Question

A quadrilateral ABCD is drawn to circumscribe a circle (see Figure). Prove that \[{\text{AB}} + {\text{CD}} = {\text{AD}} + {\text{BC}}\].

Answer 1

Hint: First, we will use the tangents drawn from an exterior point to a circle are equal in length and then add the obtained equations. Then we will use the \[AP + BP = AB\], \[BQ + CQ = BC\], \[CR + DR = CD\] and \[AS + DS = AD\] to simplify this expression.

Complete step by step answer:

We are given that a quadrilateral ABCD is drawn to circumscribe a circle.
We know that tangents drawn from an exterior point to a circle are equal in length, so we have
\[ \Rightarrow AP = AS{\text{ ......eq.(1)}}\]
\[ \Rightarrow BP = BQ{\text{ ......eq.(2)}}\]
\[ \Rightarrow CR = CQ{\text{ ......eq.(3)}}\]
\[ \Rightarrow DR = DS{\text{ ......eq.(4)}}\]

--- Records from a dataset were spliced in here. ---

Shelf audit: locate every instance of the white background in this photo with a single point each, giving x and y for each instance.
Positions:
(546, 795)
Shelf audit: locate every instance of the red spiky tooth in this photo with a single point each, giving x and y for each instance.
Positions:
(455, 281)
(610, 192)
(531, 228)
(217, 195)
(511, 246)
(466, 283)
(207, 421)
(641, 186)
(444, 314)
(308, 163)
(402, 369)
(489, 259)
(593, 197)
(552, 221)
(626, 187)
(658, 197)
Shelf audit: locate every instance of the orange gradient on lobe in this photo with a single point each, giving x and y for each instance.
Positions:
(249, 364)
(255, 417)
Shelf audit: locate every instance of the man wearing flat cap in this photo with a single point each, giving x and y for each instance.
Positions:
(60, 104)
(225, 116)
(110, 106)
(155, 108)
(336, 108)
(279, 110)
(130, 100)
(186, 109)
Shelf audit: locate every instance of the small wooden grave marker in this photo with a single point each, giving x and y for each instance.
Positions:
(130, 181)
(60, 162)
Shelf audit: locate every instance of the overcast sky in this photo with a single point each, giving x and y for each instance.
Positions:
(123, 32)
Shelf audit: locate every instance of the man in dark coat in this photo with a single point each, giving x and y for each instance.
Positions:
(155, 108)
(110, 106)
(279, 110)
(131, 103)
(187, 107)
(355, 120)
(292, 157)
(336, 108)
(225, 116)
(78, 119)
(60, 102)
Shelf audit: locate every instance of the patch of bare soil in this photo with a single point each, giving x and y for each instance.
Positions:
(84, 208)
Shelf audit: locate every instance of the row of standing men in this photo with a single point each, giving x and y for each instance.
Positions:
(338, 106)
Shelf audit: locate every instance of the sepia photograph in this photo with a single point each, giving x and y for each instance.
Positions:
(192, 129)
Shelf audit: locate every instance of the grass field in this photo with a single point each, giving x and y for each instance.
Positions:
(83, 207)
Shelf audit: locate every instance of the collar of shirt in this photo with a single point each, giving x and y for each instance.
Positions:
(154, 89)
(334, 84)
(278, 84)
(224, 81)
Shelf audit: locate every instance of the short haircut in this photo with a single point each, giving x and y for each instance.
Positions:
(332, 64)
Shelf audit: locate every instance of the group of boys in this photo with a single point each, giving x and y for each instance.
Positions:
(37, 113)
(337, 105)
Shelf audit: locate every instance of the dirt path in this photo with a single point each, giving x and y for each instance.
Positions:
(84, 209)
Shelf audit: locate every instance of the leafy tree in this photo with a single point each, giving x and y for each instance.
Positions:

Adding the equations (1), (2), (3) and (4), we get
\[ \Rightarrow AP + BP + CR + DR = AS + BQ + CQ + DS\]
Rewriting the above equation, we get
\[ \Rightarrow \left( {AP + BP} \right) + \left( {CR + DR} \right) = \left( {AS + DS} \right) + \left( {BQ + CQ} \right){\text{ .......eq.(5)}}\]
Since we also know that AB is a line segments and when any point P cuts this line segments, then \[AP + BP = AB\].
From the same procedure, we get
\[BQ + CQ = BC\]
\[CR + DR = CD\]
\[AS + DS = AD\]
Using these sums from the given diagram in the equation (5), we get
\[ \Rightarrow AB + CD = AD + BC\]
Hence, proved.

Note: In this question, we know that circumscribes a circle is to draw on the outside of just touching the corner points but never crossing. Here a quadrilateral is circumscribed around a circle. Students must crack the point of using that tangents drawn from an exterior point to a circle are equal in length. If we are able to crack this point, then the proof is very simple.